視聴者の繊細な感情に気を配り、恋愛プロセスを丁寧に描く『大恋愛〜僕を忘れる君と』(C)TBS

視聴者の繊細な感情に気を配り、恋愛プロセスを丁寧に描く『大恋愛〜僕を忘れる君と』(C)TBS

 戸田恵梨香×ムロツヨシによるドラマ『大恋愛〜僕を忘れる君と』が、その異色なカップリングの驚きを超えて王道ラブストーリーとして感動を呼んでいる。病をモチーフとしながらも“ある種のハッピーエンド”へと向かっていく今作の狙い、第2章からのドラマ後半の見どころをTBSの宮崎真佐子プロデューサーに聞いた。

ドラマチックなセリフもドラマの醍醐味の1つ

 ドラマ中盤となる第5話(11月9日)より新たな局面に突入し、戸田&ムロが演じる2人の恋愛の行方に注目が集まっている。
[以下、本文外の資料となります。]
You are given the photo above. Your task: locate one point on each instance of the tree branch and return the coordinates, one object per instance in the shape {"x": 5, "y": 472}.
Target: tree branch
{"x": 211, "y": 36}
 今作は、ラブストーリーの名手・大石静氏の脚本によるオリジナルドラマ。若年性アルツハイマーを患う医師の北澤尚(戸田)と、彼女を支える元小説家・間宮真司(ムロ)の10年にわたる愛の軌跡が描かれる。放送前より大きな話題を呼んだのが、ムロの本格ラブストーリー初挑戦だ。このキャスティングの意図を聞いた。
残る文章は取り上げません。